The Hausdorff dimension of the zero set of a real analytic function
Yes, this is true and follows, e.g. from Łojasiewicz's stratification theorem: Every real-analytic subset of $R^n$ is a locally finite (hence, countable) union of pairwise disjoint smooth real-analytic submanifolds.

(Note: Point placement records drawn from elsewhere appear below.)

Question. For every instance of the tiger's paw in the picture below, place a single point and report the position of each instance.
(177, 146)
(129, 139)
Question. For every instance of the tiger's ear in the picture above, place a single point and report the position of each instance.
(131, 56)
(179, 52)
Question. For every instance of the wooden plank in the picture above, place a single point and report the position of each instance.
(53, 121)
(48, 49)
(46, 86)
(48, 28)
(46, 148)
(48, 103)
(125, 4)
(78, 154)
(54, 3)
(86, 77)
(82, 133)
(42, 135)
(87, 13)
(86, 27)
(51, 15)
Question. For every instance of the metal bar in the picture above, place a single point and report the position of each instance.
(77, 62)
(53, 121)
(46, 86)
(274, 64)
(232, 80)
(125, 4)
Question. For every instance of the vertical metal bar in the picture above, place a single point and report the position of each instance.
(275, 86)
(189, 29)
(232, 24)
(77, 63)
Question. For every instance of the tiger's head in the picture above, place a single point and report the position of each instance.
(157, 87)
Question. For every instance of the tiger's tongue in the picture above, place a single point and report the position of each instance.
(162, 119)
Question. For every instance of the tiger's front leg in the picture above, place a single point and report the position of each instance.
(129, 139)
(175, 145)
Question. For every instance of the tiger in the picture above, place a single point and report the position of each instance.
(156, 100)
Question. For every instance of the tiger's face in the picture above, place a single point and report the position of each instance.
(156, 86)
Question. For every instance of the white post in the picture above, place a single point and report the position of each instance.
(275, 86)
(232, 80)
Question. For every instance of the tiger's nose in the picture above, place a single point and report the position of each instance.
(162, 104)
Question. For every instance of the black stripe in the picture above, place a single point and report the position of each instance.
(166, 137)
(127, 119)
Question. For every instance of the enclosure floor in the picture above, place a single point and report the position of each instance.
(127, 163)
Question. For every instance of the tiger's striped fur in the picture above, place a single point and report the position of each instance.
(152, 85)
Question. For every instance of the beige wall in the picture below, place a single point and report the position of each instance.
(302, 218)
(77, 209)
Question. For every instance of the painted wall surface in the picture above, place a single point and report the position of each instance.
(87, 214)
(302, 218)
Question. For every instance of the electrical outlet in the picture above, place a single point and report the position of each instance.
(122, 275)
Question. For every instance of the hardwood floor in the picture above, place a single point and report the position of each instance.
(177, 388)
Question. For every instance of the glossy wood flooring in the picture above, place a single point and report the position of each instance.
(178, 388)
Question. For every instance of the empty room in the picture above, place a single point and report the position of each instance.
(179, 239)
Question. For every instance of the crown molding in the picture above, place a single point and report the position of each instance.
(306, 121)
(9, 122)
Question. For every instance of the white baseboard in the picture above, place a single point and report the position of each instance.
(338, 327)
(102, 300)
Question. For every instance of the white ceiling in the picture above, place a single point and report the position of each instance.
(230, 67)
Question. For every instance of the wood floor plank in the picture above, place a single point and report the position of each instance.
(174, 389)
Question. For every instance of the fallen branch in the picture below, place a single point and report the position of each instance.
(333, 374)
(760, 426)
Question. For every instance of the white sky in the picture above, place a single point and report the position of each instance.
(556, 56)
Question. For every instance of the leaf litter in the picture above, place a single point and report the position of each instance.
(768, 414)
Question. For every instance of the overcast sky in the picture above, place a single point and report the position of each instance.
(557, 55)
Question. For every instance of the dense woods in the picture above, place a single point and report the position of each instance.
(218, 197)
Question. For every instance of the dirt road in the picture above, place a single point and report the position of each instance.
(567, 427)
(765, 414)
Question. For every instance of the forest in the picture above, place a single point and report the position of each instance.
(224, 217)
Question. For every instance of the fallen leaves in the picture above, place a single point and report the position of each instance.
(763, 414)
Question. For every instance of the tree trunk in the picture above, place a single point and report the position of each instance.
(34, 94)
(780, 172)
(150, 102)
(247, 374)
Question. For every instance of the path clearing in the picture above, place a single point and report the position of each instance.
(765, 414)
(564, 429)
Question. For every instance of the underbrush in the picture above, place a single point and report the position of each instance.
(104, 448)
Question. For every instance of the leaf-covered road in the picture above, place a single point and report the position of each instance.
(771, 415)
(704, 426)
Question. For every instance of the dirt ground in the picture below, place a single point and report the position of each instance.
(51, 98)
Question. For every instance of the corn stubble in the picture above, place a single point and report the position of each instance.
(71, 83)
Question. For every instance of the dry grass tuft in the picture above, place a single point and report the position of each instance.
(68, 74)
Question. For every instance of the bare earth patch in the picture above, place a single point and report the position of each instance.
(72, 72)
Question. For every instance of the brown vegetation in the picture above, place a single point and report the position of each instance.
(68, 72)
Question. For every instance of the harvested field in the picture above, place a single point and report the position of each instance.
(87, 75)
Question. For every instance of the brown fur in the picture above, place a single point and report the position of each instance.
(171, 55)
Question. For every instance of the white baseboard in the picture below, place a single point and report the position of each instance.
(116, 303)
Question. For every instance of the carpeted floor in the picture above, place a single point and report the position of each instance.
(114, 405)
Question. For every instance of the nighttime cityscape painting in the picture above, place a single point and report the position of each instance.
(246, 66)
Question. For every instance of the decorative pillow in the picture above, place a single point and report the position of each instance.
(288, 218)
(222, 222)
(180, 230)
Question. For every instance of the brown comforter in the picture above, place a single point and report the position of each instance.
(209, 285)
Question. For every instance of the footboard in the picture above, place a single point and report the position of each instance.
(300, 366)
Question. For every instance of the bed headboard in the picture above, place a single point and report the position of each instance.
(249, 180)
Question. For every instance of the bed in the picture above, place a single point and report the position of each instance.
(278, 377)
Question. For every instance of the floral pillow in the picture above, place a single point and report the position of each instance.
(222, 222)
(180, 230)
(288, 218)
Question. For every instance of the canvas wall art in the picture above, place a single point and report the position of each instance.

Take a look for instance here for references and generalizations:
A. Parusinsky, Lipschitz stratification of subanalytic sets Annales scientifiques de l’É.N.S. 4e série, tome 27, no 6 (1994), p. 661-696
I would like to propose an elementary approach based on the implicit function theorem.

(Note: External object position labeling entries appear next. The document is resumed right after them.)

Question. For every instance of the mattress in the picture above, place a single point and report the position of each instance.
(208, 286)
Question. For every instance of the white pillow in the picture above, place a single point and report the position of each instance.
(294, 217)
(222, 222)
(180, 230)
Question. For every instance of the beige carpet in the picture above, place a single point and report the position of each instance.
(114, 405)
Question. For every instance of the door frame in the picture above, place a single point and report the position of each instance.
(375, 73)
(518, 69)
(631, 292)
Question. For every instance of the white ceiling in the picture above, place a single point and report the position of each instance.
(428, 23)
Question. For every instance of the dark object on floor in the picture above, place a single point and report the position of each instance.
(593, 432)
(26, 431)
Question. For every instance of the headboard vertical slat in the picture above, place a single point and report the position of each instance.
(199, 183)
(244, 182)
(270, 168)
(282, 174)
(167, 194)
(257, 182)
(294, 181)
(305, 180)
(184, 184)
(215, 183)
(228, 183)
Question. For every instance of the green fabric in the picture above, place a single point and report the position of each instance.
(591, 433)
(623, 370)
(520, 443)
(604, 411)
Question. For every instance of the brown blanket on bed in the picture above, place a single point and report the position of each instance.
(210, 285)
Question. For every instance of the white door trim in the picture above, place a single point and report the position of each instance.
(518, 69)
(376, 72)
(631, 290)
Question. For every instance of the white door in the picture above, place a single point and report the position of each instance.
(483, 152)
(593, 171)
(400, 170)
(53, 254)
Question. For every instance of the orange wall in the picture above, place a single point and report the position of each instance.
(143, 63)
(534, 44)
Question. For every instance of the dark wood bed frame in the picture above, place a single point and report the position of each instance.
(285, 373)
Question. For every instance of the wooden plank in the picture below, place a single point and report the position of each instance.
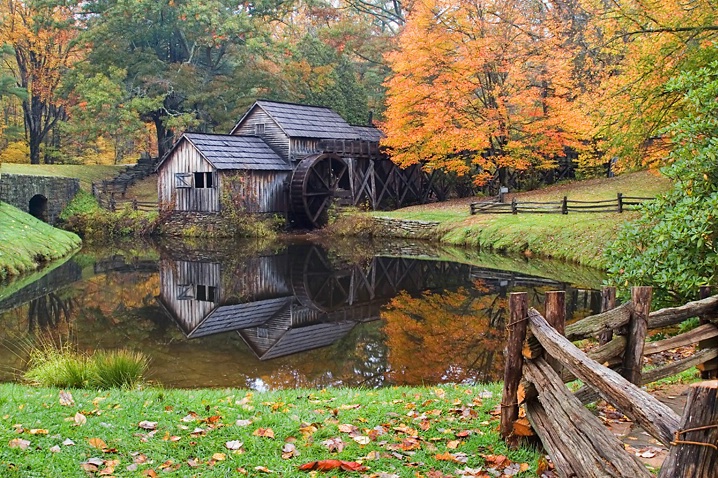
(637, 330)
(595, 324)
(703, 332)
(581, 444)
(694, 452)
(655, 417)
(516, 329)
(676, 315)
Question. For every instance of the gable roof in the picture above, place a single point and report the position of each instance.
(225, 151)
(304, 121)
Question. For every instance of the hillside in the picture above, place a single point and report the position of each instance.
(27, 243)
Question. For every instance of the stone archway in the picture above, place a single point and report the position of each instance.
(38, 207)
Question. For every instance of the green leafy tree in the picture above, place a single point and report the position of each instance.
(673, 245)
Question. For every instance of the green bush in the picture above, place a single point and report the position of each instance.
(63, 367)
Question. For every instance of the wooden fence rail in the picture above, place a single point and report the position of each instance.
(540, 359)
(565, 206)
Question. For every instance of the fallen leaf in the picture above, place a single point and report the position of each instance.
(264, 432)
(80, 419)
(98, 443)
(66, 399)
(19, 443)
(147, 425)
(233, 445)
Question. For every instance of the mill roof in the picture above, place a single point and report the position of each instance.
(233, 152)
(304, 121)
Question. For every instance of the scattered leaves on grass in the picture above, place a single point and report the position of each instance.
(329, 465)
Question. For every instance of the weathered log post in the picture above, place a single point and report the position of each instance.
(637, 329)
(513, 369)
(556, 317)
(608, 302)
(709, 369)
(694, 450)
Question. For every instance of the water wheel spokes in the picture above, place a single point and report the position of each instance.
(314, 185)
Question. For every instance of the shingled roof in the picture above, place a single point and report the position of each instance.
(303, 121)
(237, 152)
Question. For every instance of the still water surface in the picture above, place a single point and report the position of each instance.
(286, 315)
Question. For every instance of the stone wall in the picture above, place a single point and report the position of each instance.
(19, 189)
(406, 228)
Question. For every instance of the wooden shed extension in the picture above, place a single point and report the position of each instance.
(196, 169)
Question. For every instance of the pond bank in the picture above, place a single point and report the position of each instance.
(392, 431)
(26, 243)
(576, 237)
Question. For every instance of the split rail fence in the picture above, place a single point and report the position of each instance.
(620, 204)
(541, 358)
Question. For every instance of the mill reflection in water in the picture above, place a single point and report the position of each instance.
(294, 315)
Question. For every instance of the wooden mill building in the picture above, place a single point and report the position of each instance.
(291, 159)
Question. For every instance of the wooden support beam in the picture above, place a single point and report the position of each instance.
(578, 443)
(694, 450)
(608, 302)
(703, 332)
(655, 417)
(516, 329)
(637, 330)
(596, 324)
(676, 315)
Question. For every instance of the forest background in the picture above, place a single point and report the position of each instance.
(466, 85)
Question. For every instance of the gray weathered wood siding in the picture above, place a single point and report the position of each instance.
(302, 147)
(262, 191)
(273, 134)
(187, 160)
(178, 290)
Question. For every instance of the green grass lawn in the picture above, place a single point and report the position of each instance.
(577, 237)
(26, 242)
(393, 432)
(87, 174)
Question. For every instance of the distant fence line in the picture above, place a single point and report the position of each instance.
(565, 206)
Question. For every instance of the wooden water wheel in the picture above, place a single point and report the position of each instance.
(316, 181)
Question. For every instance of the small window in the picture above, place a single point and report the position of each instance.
(183, 180)
(205, 293)
(203, 180)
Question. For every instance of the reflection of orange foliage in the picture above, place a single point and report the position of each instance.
(443, 337)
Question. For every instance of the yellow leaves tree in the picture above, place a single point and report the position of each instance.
(478, 86)
(42, 35)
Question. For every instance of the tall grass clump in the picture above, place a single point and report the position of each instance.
(117, 368)
(61, 366)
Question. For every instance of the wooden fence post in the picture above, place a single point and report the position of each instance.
(556, 317)
(513, 369)
(694, 453)
(608, 302)
(709, 369)
(637, 329)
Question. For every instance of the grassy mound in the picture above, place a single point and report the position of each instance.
(576, 237)
(26, 242)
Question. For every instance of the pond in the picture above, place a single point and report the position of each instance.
(286, 315)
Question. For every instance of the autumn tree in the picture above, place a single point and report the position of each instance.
(42, 34)
(638, 47)
(481, 86)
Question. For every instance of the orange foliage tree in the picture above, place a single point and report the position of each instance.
(42, 35)
(482, 85)
(639, 46)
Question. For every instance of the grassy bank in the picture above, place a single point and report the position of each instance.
(26, 242)
(576, 237)
(87, 174)
(401, 432)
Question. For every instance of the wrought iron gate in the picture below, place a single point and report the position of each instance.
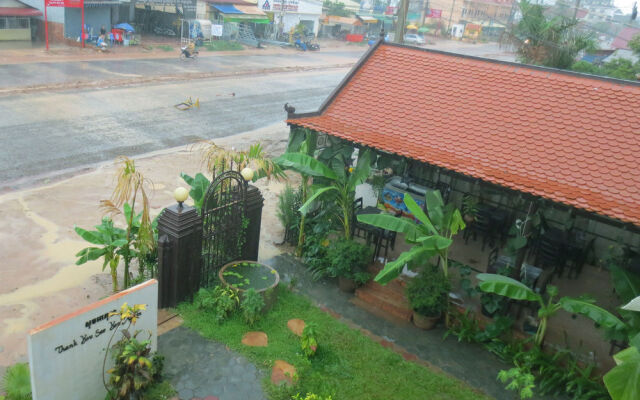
(223, 224)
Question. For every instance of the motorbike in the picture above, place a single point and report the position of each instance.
(184, 54)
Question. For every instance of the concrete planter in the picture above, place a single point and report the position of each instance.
(424, 322)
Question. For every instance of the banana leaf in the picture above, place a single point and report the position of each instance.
(599, 315)
(623, 381)
(305, 164)
(394, 268)
(305, 207)
(90, 254)
(418, 213)
(92, 237)
(505, 286)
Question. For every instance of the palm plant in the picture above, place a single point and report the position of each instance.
(218, 159)
(341, 182)
(508, 287)
(131, 183)
(430, 236)
(551, 42)
(111, 239)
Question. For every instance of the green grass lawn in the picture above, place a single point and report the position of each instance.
(347, 365)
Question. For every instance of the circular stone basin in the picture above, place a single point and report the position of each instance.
(244, 275)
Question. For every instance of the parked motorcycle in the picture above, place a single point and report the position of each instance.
(184, 54)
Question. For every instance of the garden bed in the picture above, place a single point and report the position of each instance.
(348, 365)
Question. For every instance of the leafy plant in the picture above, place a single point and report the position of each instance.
(251, 306)
(431, 237)
(222, 301)
(289, 201)
(428, 293)
(199, 185)
(348, 259)
(17, 382)
(521, 380)
(131, 183)
(505, 286)
(552, 42)
(112, 240)
(311, 396)
(133, 369)
(341, 182)
(308, 340)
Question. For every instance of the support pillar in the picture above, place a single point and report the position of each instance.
(179, 254)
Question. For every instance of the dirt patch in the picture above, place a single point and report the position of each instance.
(296, 326)
(255, 339)
(283, 373)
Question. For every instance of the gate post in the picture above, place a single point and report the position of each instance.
(253, 212)
(179, 254)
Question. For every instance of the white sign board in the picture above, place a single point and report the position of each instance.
(66, 354)
(216, 30)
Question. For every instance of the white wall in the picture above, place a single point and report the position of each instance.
(54, 14)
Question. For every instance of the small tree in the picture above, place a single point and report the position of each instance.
(552, 42)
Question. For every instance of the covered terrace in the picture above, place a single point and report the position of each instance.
(505, 142)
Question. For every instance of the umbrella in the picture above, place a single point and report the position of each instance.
(124, 26)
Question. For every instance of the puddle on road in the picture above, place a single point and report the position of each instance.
(55, 252)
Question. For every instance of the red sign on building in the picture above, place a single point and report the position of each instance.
(65, 3)
(433, 13)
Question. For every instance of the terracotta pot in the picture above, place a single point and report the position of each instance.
(424, 322)
(346, 285)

Consider $F_0=f^{-1}(0)$. By the implicit function theorem if $\nabla f(x)\neq 0$ for some $x\in F_0$ then $F_0$ is a graph locally around $x$ and thus of dimension $n-1$ (actually a smooth submanifold).
Consider then the exceptional set $F_1=\{x:f(x)=0\wedge \nabla f(x)=0\}$. If $\nabla^2 f(x)\neq 0$ for some $x\in F_1$ then in particular $\nabla (\partial_i f)(x)\neq 0$ for some $i\in \{1,\ldots ,n\}$ and thus $F_1\subset \{x:\partial_if(x)=0\}$ which is a graph locally around $x$ and thus of dimension $n-1$.
The exceptional set is now $F_2=\{x:f(x)=0\wedge \nabla f(x)=0\wedge \nabla^2 f(x)=0\}$. Continuing this way the exceptional set $F_k$ where all derivatives up to order $k$ vanish is contained in a smooth submanifold of dimension $n-1$. What remains is the set of those points where all derivatives of all orders vanish, which is empty by assumption (otherwise by analyticity the function is identically zero).